Les sénateurs irlandais ont voté en  juillet l’interdiction des importations de biens et services en provenance de Judée et Samarie. La proposition de loi, votée par 25 sénateurs, contre 20, veut pouvoir engager des poursuites contre toute entité violant cette interdiction. Le texte présenté par une sénatrice indépendante, Frances Black, a reçu le soutien de tous les partis irlandais, à l’exception du Fine Gael au pouvoir.

Le secrétaire général de l’Organisation de libération de Palestine (OLP) Saëb Erekat a salué un vote «historique». « C’est un] geste courageux [qui] envoie un message clair à la communauté internationale et en particulier au reste de l’Union européenne : parler d’une solution à deux Etats n’est pas suffisant sans mesures concrètes», a-t-il ajouté.

Une initiative de boycott d’Israël populiste, dangereuse et extrémiste

Israël a réagi en condamnant ce vote qui vient soutenir une «initiative de boycott d’Israël populiste, dangereuse et extrémiste». Dans un communiqué cité par l’AFP, le ministère israélien des Affaires étrangères affirme en outre envisager «une réponse». Le porte-parole du ministère, Emmanuel Nahshon, a de plus fait savoir que l’ambassadeur d’Irlande en Israël, Alison Kelly, était convoqué au ministère en juillet. La diplomate irlandaise avait déjà été convoquée en janvier pour fournir des clarifications sur le texte, dont l’examen avait finalement été repoussé.
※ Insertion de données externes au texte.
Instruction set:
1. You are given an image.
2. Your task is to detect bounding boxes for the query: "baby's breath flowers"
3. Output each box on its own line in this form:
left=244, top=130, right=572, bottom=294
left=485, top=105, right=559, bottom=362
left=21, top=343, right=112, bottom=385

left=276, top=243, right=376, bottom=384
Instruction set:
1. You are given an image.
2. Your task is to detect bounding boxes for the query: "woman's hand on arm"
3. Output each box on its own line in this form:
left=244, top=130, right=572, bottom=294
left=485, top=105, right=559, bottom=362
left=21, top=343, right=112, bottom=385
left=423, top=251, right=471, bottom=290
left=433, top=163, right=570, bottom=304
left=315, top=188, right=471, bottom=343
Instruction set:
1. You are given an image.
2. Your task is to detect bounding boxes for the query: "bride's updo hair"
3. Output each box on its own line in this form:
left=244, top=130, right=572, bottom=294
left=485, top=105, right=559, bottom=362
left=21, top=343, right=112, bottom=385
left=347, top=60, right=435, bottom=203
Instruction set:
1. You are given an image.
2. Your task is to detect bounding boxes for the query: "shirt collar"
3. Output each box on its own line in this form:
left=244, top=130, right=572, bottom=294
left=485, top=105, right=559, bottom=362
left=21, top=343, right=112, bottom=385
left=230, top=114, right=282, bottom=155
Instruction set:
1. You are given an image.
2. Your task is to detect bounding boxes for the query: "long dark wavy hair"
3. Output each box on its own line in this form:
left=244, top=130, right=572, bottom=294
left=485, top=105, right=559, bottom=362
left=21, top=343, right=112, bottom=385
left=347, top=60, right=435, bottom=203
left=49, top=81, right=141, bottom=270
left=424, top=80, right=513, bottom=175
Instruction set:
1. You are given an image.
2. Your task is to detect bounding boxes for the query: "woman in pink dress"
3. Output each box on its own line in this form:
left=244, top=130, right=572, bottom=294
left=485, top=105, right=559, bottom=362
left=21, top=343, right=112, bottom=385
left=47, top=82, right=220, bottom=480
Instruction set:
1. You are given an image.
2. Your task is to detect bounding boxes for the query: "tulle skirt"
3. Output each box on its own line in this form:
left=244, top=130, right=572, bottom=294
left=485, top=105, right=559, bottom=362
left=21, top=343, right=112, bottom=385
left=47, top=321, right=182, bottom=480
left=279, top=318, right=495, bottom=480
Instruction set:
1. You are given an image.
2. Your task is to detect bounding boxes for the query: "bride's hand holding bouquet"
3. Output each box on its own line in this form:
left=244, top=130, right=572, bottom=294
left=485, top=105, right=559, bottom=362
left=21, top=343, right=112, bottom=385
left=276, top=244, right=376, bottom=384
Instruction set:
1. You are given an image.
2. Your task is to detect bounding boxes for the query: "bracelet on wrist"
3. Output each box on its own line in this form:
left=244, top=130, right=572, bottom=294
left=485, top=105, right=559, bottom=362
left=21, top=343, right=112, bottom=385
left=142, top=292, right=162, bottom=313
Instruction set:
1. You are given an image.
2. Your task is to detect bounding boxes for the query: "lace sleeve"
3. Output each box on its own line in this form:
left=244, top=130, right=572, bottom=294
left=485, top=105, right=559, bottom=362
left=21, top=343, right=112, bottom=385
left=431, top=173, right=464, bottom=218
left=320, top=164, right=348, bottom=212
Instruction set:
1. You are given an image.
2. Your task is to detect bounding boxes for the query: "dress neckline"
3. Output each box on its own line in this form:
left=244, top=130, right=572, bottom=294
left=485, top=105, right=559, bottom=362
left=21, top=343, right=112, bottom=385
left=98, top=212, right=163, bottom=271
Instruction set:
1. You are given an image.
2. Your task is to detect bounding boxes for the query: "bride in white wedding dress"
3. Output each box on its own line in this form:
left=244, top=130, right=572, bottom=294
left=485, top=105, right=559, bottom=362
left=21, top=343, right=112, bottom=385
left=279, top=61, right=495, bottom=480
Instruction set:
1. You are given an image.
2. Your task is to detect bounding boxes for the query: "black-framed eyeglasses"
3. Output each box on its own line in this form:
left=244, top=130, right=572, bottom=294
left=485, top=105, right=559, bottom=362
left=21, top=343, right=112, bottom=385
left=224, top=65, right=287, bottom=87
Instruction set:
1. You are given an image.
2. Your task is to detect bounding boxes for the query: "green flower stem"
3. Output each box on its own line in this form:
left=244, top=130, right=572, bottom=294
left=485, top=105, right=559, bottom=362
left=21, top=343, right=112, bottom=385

La décision du sénat irlandais est de nature à encourager les partisans du mouvement BDS (boycott, désinvestissement, sanctions), qui se targue périodiquement de succès symboliques, comme le refus de certains artistes de se produire en Israël, ce qui provoque un grand retentissement médiatique. Pour sa part, le patronat israélien minimise l’impact économique réel de ces appels au boycott. Néanmoins, Alison Kelly avait déjà souligné, en janvier, que le projet de loi n’était «pas une initiative du mouvement BDS».